Novità nella prevenzione da covid, influenza, RSV e meptapneumovirus
I vaccini somministrati per via nasale stanno rendendo risultati molto promettenti. Gli studi clinici hanno rivelato buonissime risposte del sistema immunitario e un vaccino nasale potrebbe essere pronto in USA entro il 2027.
Altri studi si stanno sviluppando circa la medesima tecnica di somministrazione per la lotta contro influenza, RSV (virus endemico trasmissibile per via aerea che ha già contagiato molti bambini al di sopra dei due anni) e il metapneumovirus umano.
Con una somministrazione per via nasale, anche spray, la protezione sarebbe molto più rapida e incisiva in quanto si attiverebbe l’immunità della mucosa che riveste i passaggi nasali fino all’intestino, che costituiscono una delle maggiori vie di ingresso dei virus. In questo modo le cellule immunitarie di “primo soccorso” sarebbero meglio addestrate a svolgere le proprie funzioni di difesa.

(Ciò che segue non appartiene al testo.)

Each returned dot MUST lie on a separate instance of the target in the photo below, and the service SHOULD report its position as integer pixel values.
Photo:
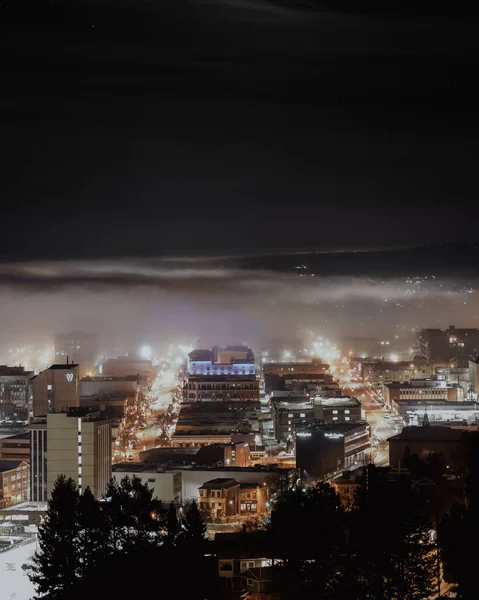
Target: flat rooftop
(427, 433)
(340, 402)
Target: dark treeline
(386, 546)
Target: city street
(382, 421)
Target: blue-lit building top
(232, 360)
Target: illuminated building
(15, 447)
(55, 389)
(315, 367)
(14, 385)
(382, 371)
(422, 389)
(293, 412)
(14, 482)
(79, 446)
(323, 448)
(232, 360)
(440, 346)
(75, 444)
(77, 347)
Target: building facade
(422, 389)
(14, 482)
(14, 385)
(55, 389)
(79, 446)
(323, 449)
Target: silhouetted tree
(56, 566)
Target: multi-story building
(38, 460)
(200, 388)
(15, 447)
(122, 366)
(79, 446)
(315, 367)
(166, 485)
(294, 412)
(418, 412)
(79, 348)
(14, 482)
(55, 389)
(437, 345)
(422, 389)
(14, 385)
(76, 444)
(383, 371)
(219, 497)
(289, 413)
(108, 386)
(426, 440)
(323, 448)
(232, 360)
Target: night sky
(176, 128)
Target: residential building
(14, 385)
(55, 389)
(323, 449)
(422, 389)
(79, 446)
(122, 366)
(79, 348)
(219, 497)
(15, 447)
(252, 499)
(238, 552)
(14, 482)
(440, 346)
(166, 485)
(386, 371)
(427, 440)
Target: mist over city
(239, 313)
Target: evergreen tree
(172, 525)
(93, 534)
(391, 550)
(56, 566)
(193, 524)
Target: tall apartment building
(77, 347)
(437, 345)
(55, 389)
(14, 385)
(76, 444)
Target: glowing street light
(146, 352)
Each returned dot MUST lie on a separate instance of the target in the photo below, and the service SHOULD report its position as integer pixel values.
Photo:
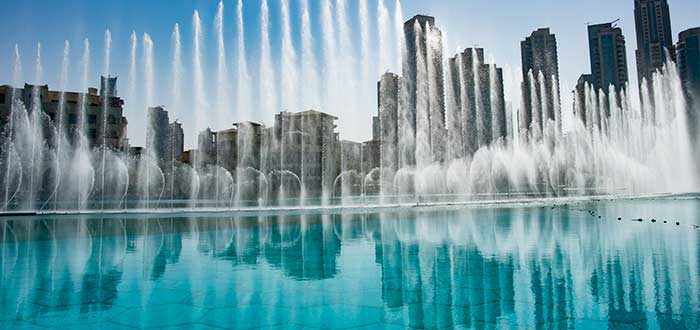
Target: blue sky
(496, 25)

Con l’accesso a vaccini spray si andrebbe anche a risolvere il problema di sperequazione che si registra attualmente, dovuto alla difficoltà economica di alcune persone nel ricorrere a professionisti medici. Questi vaccini, inoltre non richiederebbero condizioni critiche di conservazione, come ad esempio con l’utilizzo di celle frigorifere.

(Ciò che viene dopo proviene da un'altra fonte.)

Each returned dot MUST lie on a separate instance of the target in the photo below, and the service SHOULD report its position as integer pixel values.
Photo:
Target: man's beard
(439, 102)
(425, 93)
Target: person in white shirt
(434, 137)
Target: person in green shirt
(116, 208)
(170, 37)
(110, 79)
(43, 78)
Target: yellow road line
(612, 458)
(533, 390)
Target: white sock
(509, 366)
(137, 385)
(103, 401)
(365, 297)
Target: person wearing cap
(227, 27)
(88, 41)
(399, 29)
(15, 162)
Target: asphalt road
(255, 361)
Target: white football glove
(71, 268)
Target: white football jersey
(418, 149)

La ricercatrice di mallie infettive della McMaster University, in Ontario, USA, Fiona Smaill, a questo proposito, ha confermato: «Abbiamo visto che con il Covid non esisteva alcuna equità nei vaccini».
ScientificAmerican.com ha dedicato un articolo all’argomento, e nella nota informativa inviata agli abbonati a questo servizio, ha specificato che molte persone con redditi bassi non hanno potuto accedere ai vaccini neppure dopo 4 anni dalla disponibilità sul mercato.